Gibson himself has said as much, acknowledging in interviews that he coined the term ‘cyberspace’ after watching teenagers play Atari-era videogames in a Vancouver arcade. “Their posture seemed to indicate that they really, sincerely believed there was something beyond the screen,” he recalls. “I took that home and tried to come up with a name for it.”

“The matrix has its roots in primitive arcade games, in early graphics programs and military experimentation with cranial jacks,” says a voiceover early in Gibson’s novel, the book’s protagonist Case grokking a doc on “cyberspace” from some searchable multimedia encyclopedia of the future. Storying happens by way of a display screen. “On the Sony,” says the narrator, “a two-dimensional space war faded behind a forest of mathematically generated ferns, demonstrating the spatial possibilities of logarithmic spirals; cold blue military footage burned through, lab animals wired into test systems, helmets feeding into fire control circuits of tanks and war planes.” The voiceover returns to describe what we’ve witnessed:

“Cyberspace. A consensual hallucination experienced daily by billions of legitimate operators, in every nation, by children being taught mathematical concepts … A graphic representation of data abstracted from the banks of every computer in the human system. Unthinkable complexity. Lines of light ranged in the non-space of the mind, clusters and constellations of data. Like city lights, receding…” (Gibson 56-57).

“Spacewar serves Earthpeace,” claims Brand. But the “console cowboys” who settle in this new digital frontier are as competitive and combative as their Westworld forebears.
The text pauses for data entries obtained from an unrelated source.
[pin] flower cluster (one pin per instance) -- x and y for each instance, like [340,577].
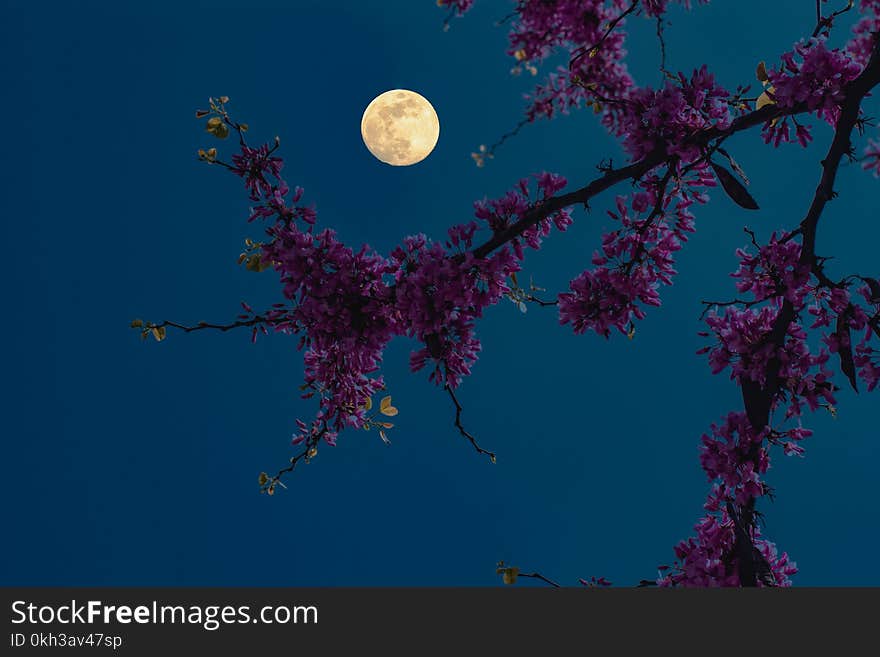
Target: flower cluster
[864,31]
[347,305]
[637,258]
[815,76]
[669,117]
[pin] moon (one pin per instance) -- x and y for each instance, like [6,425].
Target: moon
[400,127]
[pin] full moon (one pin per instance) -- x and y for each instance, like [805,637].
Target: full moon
[400,127]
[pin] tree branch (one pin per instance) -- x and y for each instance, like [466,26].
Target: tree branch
[462,430]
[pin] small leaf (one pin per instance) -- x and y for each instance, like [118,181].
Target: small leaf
[761,72]
[217,128]
[844,350]
[734,188]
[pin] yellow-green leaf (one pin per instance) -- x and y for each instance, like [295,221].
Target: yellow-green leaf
[764,99]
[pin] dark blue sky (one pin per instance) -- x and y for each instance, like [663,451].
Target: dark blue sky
[131,463]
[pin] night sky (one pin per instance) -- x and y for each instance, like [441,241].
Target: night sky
[130,463]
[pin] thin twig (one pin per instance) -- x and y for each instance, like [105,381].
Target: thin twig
[462,430]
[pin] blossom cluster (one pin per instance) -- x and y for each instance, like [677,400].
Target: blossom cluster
[636,258]
[347,305]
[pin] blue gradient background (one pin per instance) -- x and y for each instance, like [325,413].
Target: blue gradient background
[131,463]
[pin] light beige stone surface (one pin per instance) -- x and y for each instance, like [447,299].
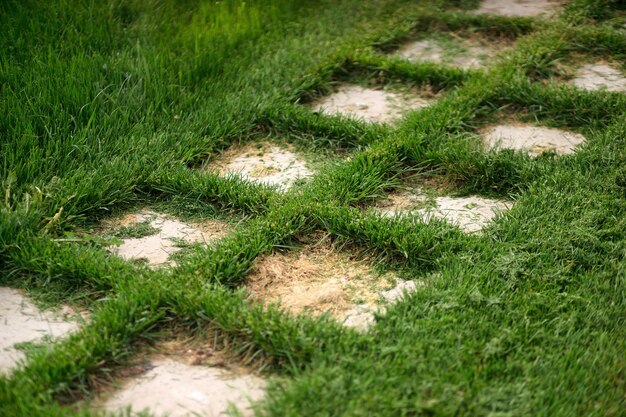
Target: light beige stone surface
[269,165]
[21,321]
[368,104]
[600,77]
[470,214]
[524,8]
[431,51]
[179,390]
[157,248]
[532,139]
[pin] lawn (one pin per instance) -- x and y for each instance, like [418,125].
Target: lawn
[116,107]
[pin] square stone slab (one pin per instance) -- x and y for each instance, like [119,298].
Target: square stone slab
[21,321]
[317,279]
[371,105]
[177,389]
[596,77]
[470,54]
[524,8]
[263,163]
[470,214]
[532,139]
[158,247]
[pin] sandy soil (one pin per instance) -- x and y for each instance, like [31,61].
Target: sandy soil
[526,8]
[263,163]
[470,214]
[175,388]
[371,105]
[475,55]
[534,140]
[21,321]
[316,279]
[157,248]
[600,77]
[319,279]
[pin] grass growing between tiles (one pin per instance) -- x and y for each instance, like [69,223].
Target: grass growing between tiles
[110,106]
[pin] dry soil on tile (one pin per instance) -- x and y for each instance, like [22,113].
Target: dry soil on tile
[319,279]
[600,77]
[532,139]
[371,105]
[474,56]
[157,248]
[181,386]
[21,321]
[262,163]
[528,8]
[316,279]
[471,214]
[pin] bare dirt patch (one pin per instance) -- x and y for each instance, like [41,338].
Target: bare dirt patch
[189,382]
[263,163]
[470,54]
[471,214]
[319,279]
[21,321]
[371,105]
[528,8]
[316,279]
[600,77]
[157,248]
[532,139]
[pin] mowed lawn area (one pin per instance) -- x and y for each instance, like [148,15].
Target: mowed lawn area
[313,208]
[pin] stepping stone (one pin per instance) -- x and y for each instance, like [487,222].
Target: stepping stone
[157,247]
[473,55]
[470,214]
[596,77]
[318,280]
[263,163]
[177,389]
[21,321]
[532,139]
[368,104]
[524,8]
[362,317]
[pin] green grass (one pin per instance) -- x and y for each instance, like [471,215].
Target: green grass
[108,106]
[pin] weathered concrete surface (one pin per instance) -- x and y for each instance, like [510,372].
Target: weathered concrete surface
[596,77]
[21,321]
[475,56]
[368,104]
[157,248]
[528,8]
[179,390]
[532,139]
[264,163]
[471,214]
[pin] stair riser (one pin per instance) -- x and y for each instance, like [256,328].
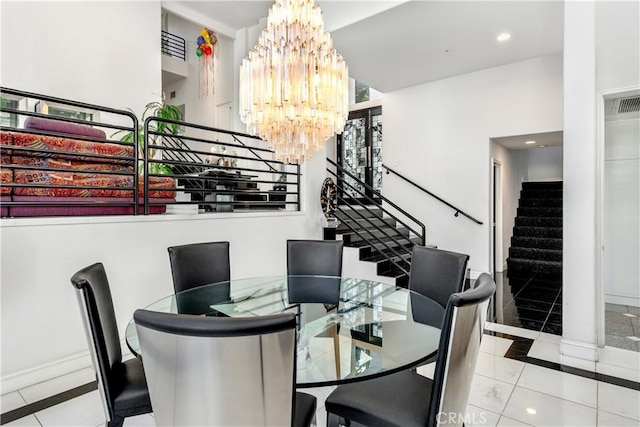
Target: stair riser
[528,221]
[541,203]
[541,194]
[535,254]
[544,232]
[532,242]
[543,212]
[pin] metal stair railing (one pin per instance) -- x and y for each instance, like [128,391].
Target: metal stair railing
[221,187]
[362,231]
[457,211]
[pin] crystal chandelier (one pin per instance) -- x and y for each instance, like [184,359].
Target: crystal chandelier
[294,86]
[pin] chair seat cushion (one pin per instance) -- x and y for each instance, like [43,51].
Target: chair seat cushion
[305,409]
[400,399]
[130,387]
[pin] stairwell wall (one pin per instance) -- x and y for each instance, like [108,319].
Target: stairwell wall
[438,135]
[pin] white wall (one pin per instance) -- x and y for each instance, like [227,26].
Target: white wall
[203,109]
[545,164]
[621,212]
[42,333]
[42,336]
[60,49]
[601,54]
[438,135]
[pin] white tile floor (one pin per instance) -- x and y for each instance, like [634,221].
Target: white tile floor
[505,392]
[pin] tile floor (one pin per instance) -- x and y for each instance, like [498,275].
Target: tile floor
[535,303]
[520,379]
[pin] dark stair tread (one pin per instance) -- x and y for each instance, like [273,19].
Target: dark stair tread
[341,213]
[540,203]
[541,232]
[543,212]
[366,223]
[536,242]
[526,194]
[538,221]
[542,185]
[535,253]
[391,234]
[404,241]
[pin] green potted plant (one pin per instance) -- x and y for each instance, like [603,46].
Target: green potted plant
[157,109]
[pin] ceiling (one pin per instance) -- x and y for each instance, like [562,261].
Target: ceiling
[542,140]
[390,45]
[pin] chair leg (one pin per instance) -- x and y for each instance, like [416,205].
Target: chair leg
[117,421]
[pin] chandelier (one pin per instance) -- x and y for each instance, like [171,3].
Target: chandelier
[294,86]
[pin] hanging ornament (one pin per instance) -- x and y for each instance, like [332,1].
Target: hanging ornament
[206,42]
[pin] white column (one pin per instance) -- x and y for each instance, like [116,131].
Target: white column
[579,165]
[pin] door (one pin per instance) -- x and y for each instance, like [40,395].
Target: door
[360,154]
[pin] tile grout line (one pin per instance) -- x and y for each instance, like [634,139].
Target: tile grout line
[528,342]
[48,402]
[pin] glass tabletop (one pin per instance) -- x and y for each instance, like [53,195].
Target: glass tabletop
[348,329]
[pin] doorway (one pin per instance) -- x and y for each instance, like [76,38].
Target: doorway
[620,220]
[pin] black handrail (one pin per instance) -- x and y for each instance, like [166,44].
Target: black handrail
[458,211]
[43,152]
[177,155]
[173,45]
[381,197]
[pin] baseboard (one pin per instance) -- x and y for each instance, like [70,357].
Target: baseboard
[579,350]
[44,372]
[52,370]
[622,300]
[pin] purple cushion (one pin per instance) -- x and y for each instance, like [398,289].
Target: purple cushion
[63,127]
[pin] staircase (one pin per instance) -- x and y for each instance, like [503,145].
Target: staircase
[378,240]
[536,245]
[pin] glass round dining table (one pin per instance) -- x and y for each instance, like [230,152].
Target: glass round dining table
[348,329]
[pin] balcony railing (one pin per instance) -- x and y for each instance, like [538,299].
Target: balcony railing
[173,46]
[64,166]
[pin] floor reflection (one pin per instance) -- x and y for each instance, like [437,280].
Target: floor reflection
[536,303]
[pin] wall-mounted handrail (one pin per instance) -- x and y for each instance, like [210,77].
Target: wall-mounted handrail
[458,211]
[378,195]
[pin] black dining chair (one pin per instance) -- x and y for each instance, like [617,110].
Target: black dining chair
[437,274]
[314,257]
[213,371]
[199,264]
[122,384]
[407,399]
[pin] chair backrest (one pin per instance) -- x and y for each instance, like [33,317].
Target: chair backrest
[199,264]
[96,305]
[314,257]
[459,346]
[219,371]
[437,274]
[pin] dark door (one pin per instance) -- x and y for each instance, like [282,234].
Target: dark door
[360,154]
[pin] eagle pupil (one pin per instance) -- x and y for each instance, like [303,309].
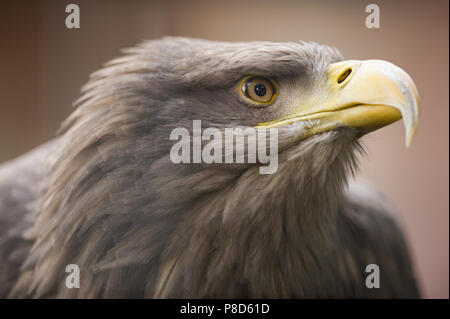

In trying to account for the violence of these visions, Caius thinks of Ernest Callenbach’s 1975 novel Ecotopia. “Imagine a future that works!” exhorts the blurb on the back of the paperback. Technological autonomy won by way of nuclear-armed secession, Silicon Valley erased from the Pacific Northwest of the book’s imagined future — yet even here, amid Ecotopia’s “steady-state system,” aggression remains ineradicable, remedied only by way of ritual war games and sacrificial violence.

“What about the cross?” asks the book’s narrator, an American journalist named Will Weston, observing the way the people of Ecotopia arrange the bloodied body of a man wounded in the games “in a startlingly crucifix-like way” (Callenbach 93).

“Well, Ecotopia came into existence with a Judeo-Christian heritage,” replies an Ecotopian. “We make the best of it” (96).